Images copyright © Colin & Jo Woolf


  • Richard AG

    Thank you for this wonderful article Jo, and for this treasure trove of a website! I’m currently on a course where we’ve been looking at some of the sacred plants, animals and rituals of indigenous peoples in America, and it’s really awakened me to knowing more about the traditions and folklore of where I stay, in the Highlands. I’ll look forward to reading plenty more on here.

    • Jo Woolf

      You’re most welcome, Richard, and thank you for your lovely comment! That sounds like a fascinating course! I’ve been learning so much myself about the traditions and folklore connected with Britain’s trees, and I’m finding a whole new world of wisdom opening up!

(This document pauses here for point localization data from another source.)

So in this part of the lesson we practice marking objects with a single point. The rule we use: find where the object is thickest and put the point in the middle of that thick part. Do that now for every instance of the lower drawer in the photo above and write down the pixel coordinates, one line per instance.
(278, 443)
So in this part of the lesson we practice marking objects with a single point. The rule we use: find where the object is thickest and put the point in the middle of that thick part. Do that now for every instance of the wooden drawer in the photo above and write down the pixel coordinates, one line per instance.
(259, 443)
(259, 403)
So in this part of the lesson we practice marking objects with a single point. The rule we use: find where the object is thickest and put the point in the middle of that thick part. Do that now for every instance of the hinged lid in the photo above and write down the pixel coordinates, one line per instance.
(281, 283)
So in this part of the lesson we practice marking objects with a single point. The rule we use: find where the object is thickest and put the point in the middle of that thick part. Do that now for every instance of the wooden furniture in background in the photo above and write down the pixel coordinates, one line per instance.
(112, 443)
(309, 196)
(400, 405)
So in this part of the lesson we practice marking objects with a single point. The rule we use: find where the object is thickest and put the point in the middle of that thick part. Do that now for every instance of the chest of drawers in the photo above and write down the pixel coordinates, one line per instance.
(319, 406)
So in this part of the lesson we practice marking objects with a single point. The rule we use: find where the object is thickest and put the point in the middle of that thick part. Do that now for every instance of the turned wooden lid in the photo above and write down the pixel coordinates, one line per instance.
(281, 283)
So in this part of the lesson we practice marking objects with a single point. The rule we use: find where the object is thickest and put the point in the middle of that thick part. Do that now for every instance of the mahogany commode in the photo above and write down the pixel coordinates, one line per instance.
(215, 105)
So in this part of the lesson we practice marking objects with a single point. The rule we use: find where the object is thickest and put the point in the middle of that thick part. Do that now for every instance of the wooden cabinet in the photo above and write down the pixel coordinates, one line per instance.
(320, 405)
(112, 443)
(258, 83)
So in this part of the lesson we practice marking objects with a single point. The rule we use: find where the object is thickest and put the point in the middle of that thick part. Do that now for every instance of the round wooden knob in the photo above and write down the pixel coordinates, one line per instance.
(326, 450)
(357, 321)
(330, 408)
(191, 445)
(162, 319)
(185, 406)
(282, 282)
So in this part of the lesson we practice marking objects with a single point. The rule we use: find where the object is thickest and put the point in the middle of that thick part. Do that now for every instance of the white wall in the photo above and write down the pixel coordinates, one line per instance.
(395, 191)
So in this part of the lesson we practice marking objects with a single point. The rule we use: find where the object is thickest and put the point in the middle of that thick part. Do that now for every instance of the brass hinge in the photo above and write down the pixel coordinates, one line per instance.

  • Bekki Shining Bearheart

    I love this post on the Elder. Thank you so much! I love all of your posts, but especially the ones on the trees. I live in Ithaca NY and grow Sambucus nigra here in my herb gardens.I have found both the “indigenous” one and some of the fancy European cultivars through One Green World, a nursery that specializes in food plants from around the world. I am half Danish, and Hans Christian Andersen wrote a lovely fairy tale about the Elder Mother, which I share with my shamanic students who study fairy lore and plant spirit medicine with me. In it Andersen shares the medicinal lore and properties of Elder, in this story of a little boy who is sick with a cold. During a fever he has a vision of the Elder Mother coming out of the tea pot to heal him. That’s the short version– there is more to the story– but it points out how important the Elder is to European folk culture.

    • Jo Woolf

      Oh wow! Thank you for sharing that lovely story. It does go to show how much our ancestors knew – it was second nature to them. How lovely that you’re growing trees and helping people study the lore and medicine connected with them. That must be rewarding and fascinating!

    • Jo Woolf

      I love it too, Cornell! I think it’s very good for you. I add just a teaspoon of honey! We have lots of elders round here too – very pretty at the moment with all the blossom.

  • montucky

    Interesting. We have elders here, but they do not grow as a large tree, but much smaller. The berries are used in wine making and a friend used their juice to add to other jellies. It’s species is Sambuscus caerulea.

  • dinahmow

    I am familiar with the old saw “Old woman of the Elder Tree, please may I have some of your wood and, when I am old, you may have some of mine.” Also, though I have no evidence of veracity, a plea to the Elder Lady, when a small piece of elder was worked into a child’s cradle, to “watch over this babe.” Obviously,being a weak timber it would never have been used to make a whole cradle, but the idea of a small piece being worked into one is understandable.